# GELI change passphrase



## luckylinux (Feb 16, 2013)

I researched this topic a bit but it seems that it's only possible to use geli setkey -K to change keys and not passphrase(s).
Any idea how to do the latter (other than recreate another encrypted RAID with the new password and copy data from the old one)?


----------



## fonz (Feb 16, 2013)

Are you currently using a keyfile, a passphrase or both? The *-K* option specifies a keyfile _and_ a passphrase (unless you use *-P* to disable the passphrase component). You probably just need `# geli setkey /dev/[i]something[/i]`
The geli(8) man page clearly lists the options.


----------



## luckylinux (Feb 16, 2013)

fonz said:
			
		

> Are you currently using a keyfile, a passphrase or both? The *-K* option specifies a keyfile _and_ a passphrase (unless you use *-P* to disable the passphrase component). You probably just need `# geli setkey /dev/[i]something[/i]`
> The geli(8) man page clearly lists the options.
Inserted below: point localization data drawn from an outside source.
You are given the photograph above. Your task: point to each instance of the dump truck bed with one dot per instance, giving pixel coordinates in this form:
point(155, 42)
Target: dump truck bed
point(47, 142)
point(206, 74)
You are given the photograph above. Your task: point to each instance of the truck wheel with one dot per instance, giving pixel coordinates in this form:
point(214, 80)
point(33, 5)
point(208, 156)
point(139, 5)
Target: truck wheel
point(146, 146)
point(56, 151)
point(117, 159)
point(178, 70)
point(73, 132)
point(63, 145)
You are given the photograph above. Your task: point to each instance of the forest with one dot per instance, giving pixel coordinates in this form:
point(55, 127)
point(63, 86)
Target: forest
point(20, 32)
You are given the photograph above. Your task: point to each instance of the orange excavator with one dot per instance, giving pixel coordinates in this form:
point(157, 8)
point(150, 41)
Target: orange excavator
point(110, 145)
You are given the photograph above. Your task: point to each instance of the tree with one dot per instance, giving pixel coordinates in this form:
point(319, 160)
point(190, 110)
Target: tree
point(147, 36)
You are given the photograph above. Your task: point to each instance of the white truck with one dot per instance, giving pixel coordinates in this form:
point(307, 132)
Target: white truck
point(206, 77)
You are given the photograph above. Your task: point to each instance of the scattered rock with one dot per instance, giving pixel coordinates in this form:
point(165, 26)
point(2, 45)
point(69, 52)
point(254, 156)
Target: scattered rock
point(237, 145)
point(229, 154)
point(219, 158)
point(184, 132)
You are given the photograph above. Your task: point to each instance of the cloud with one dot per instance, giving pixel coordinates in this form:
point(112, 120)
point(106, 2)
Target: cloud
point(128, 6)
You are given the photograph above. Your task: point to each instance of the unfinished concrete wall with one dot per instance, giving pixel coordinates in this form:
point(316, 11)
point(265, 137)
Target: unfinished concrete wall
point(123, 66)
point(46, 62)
Currently I'm just using a passphrase (no keyfile at all).
The man page doesn't provide any example on how to change passphrase (but it does on how to change the keyfile).
Since there was no option for geli setkey on how to change passphrase I assumed it wasn't possible. 

So after having run
`# geli setkey /dev/[i]something[/i]`
I should be prompted twice for the (new) passphrase?


----------



## fonz (Feb 16, 2013)

luckylinux said:
			
		

> So after having run
> `# geli setkey /dev/[i]something[/i]`
> I should be prompted twice for the (new) passphrase?


Yep. When currently using a passphrase and wanting to simply set a new passphrase, the above should suffice. It will prompt you for the new passphrase twice and it will prompt you for the current passphrase first *if* the device in question isn't currently attached. If it is, you're not asked for the old passphrase.


----------



## luckylinux (Feb 16, 2013)

fonz said:
			
		

> Yep. When currently using a passphrase and wanting to simply set a new passphrase, the above should suffice. It will prompt you for the new passphrase twice and it will prompt you for the current passphrase first *if* the device in question isn't currently attached. If it is, you're not asked for the old passphrase.




Good to know. Many thanks. Marking this thread as solved


----------